Evaluation of Optimized Tube-Gel Methods of Sample Preparation for Large-Scale Plant Proteomics

Abstract

The so-called tube-gel method is a sample preparation protocol allowing for management of SDS for protein solubilization through in-gel protein trapping. Because of its simplicity, we assumed that once miniaturized, this method could become a standard for large scale experiments. We evaluated the performances of two variants of the miniaturized version of the tube-gel method based on different solubilization buffers (Tris-SDS or urea-SDS). To this end, we compared them to two other digestion methods: (i) liquid digestion after protein solubilization in the absence of SDS (liquid method) and (ii) filter-aided sample preparation (FASP). As large-scale experiments may require long term gel storage, we also examined to which extent gel aging affected the results of the proteomics analysis. We showed that both tube-gel and FASP methods extracted membrane proteins better than the liquid method, while the latter allowed the identification and quantification of a greater number of proteins. All methods were equivalent regarding quantitative stability. However, important differences were observed regarding post-translational modifications. In particular, methionine oxidation was higher with the tube-gel method than with the other methods. Based on these results, and considering time, simplicity, and cost aspects, we conclude that the miniaturized tube-gel method is suitable for sample preparation in the context of large-scale experiments.

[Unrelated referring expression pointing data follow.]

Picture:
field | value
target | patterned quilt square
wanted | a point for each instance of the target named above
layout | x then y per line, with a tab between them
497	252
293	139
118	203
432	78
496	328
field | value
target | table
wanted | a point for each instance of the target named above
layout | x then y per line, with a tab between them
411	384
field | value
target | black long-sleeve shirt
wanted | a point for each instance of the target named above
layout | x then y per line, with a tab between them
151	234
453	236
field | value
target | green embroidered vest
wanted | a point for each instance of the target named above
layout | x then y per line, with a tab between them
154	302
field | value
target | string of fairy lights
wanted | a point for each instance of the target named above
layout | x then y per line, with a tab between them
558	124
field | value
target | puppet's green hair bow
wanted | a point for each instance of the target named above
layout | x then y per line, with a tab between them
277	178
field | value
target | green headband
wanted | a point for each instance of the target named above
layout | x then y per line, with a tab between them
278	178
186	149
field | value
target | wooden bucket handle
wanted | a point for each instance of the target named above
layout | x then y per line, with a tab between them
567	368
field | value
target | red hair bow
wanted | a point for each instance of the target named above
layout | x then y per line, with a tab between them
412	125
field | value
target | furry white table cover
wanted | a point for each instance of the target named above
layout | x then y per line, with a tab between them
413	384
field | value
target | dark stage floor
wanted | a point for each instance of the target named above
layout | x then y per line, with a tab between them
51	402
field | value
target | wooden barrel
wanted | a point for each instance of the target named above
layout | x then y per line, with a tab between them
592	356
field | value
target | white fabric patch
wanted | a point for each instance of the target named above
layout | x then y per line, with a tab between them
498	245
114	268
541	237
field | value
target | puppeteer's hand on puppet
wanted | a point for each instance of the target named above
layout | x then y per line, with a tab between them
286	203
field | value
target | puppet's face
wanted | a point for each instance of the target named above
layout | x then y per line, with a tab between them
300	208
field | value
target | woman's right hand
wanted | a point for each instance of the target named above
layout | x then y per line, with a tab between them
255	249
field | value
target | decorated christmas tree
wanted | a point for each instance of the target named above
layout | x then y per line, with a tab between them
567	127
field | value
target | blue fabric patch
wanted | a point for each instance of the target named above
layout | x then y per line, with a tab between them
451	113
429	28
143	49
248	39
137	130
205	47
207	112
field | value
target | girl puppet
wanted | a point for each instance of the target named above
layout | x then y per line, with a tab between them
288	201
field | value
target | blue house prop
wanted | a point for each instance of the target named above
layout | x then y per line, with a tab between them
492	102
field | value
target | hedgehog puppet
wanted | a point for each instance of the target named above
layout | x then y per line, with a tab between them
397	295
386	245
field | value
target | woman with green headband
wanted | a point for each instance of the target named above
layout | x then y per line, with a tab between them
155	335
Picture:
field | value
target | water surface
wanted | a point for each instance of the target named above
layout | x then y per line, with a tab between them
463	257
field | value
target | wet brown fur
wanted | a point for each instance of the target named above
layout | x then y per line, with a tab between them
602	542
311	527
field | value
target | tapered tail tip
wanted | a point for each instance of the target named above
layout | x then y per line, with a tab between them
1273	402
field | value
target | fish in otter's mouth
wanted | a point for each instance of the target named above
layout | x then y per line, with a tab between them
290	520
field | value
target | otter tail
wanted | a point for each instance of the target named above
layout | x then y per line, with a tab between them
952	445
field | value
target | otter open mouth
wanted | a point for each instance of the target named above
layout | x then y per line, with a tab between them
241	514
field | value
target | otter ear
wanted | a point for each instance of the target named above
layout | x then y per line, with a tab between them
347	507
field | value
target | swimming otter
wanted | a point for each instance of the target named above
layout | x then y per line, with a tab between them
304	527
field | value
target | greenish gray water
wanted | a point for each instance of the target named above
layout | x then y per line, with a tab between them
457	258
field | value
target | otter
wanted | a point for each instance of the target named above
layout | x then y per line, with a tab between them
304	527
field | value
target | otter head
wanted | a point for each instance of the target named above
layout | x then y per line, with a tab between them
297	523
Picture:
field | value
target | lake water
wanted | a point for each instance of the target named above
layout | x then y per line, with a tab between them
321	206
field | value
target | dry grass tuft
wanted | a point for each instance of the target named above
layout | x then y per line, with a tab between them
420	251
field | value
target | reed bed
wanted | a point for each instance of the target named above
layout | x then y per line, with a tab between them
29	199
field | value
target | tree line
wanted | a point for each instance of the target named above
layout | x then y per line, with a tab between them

Keywords: FASP; plant proteomics; protein digestion; protein extraction; shotgun proteomics; tube-gel.

Figure 1

Schema of the experimental design. A single protein pellet was divided into 16 aliquots (A). Proteins were solubilized by using four different methods with four replicates per method. Two independent digestions (D) were performed per protein sample. For the two methods based on tube-gel digestion, two additional digestions were performed on 1 month old gels (dark tube gel symbols).

Figure 2

Protein yields obtained with the four tested methods of sample preparation.

Figure 3

Numbers of MS² spectra (A) and of assigned spectra (B) obtained for FASP, liquid digestion and the variants of the tube-gel methods.

Figure 4

Protein clustering according to spectral counts. Data were scaled: 0 corresponds to the general mean of each protein in all samples.

Figure 5

Principal component analysis performed on XIC data. F: Fasp; L: Liquid; Tto: tube-gel-Told; Ttn: tube-gel-Tnew; Tuo: tube-gel-Uold; Tun: tube-gel-Unew.

Figure 6

Effect of the methods on PTM frequencies. Only major effects are shown. All graphs are available in Figure S3. Ratio: modified peptides/(modified + unmodified peptides). Modified peptides per injection: mean number of modified peptides per injection.